Appreciation for riesling wines has never been as enthusiastic as one would expect. Its lack of popularity has confounded its winemakers as much as its history. The riesling vine is said to be traced back to Germany and the year 1435. Throughout the history of riesling, there are numerous writings about this grape, mostly coming from 1552 to 1721. Most of these writings come from Germany and describe this grape growing in the Rhine Valley.
By the end of the 19th century, riesling was the dominant grape variety in the Rheingau region of Germany. But the early 20th century saw a rapid decline in the acceptance of the wine that appears to have lasted until recently. This prompted German grape growers to reserve land especially for growing this grape, and now the riesling grape is treated as a national treasure in Germany.
The first reference to this grape in Australia was in 1820 in New South Wales. Riesling wine means different things to different people and in Australia, the word riesling actually refers to any sweet wine variety. Stricter laws have been enforced recently, so when you see riesling on the label, you are, in fact, getting a wine made from riesling grapes.
Washington state appears to be bringing back this variety and its acceptance has been increasing. When I have the urge for sweet wine for dinner, I look in my wine cabinet for riesling. Right now this is what is in the wine cabinet:
Chateau Ste Michelle, Dry Riesling, 2012 (Woodinville, Washington), $10
Style: dry; light straw color; aromas: floral and mandarin; beautiful fruit flavors; palate: crisp and refreshing; medium body; elegant finish. Food pairing: crab, scallops, mild cheeses, Asian dishes and Indian curries. (Alc. by volume: 13 percent)
Chateau Ste Michelle, Riesling, Columbia Valley, 2012 (Woodinville, Washington), $10
Style: off-dry riesling; light straw color; aromas and flavors: ripe, white peach character with subtle mineral notes; palate: refreshing; medium body; balanced finish. Food pairing: easy to match with a variety of foods. (Alc. by volume: 12.5 percent)
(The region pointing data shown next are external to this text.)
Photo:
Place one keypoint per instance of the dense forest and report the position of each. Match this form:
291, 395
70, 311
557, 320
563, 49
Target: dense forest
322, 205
Chateau Ste Michelle, Harvest Select Sweet Riesling, 2012 (Woodinville, Washington), $10
Style: medium sweet; light straw color; aromas and flavors: ripe peaches and apricot; palate: crisp acidity; medium body; balanced finish. Food pairing: fresh fruit, crab, Asian dishes, mild cheeses. (Alc. by volume: 10.5 percent)
Chateau Ste Michelle, Cold Creek Riesling, 2012 (Woodinville, Washington), $18
Style: sweet; light straw color; aromas and flavors: ripe peaches, dried apricots and hints of spice — allspice, black pepper, cloves and nutmeg; palate: beautiful fruit intensity; medium body; crisp finish. Food pairing: crab, fresh fruit, poultry, mild cheeses and Asian dishes. (Alc. by volume: 12.5 percent)
Over the past few years, our wine tasting group has had the pleasure of tasting a number of Washington state riesling wines from different wineries and different years. These include Avery Lane ($7), Hogue ($9), Hogue Genesis ($16), Covey Run Dry Riesling ($8) and Washington Hills Late Harvest Riesling ($9). A dry riesling is made from grapes that have full, ripe flavors but not too much sugar, giving it a slight perception of sweetness. On the other hand, a late-harvest riesling has a rich, fruity sweetness that goes well with the natural sugars of roasted pears in a free form tart.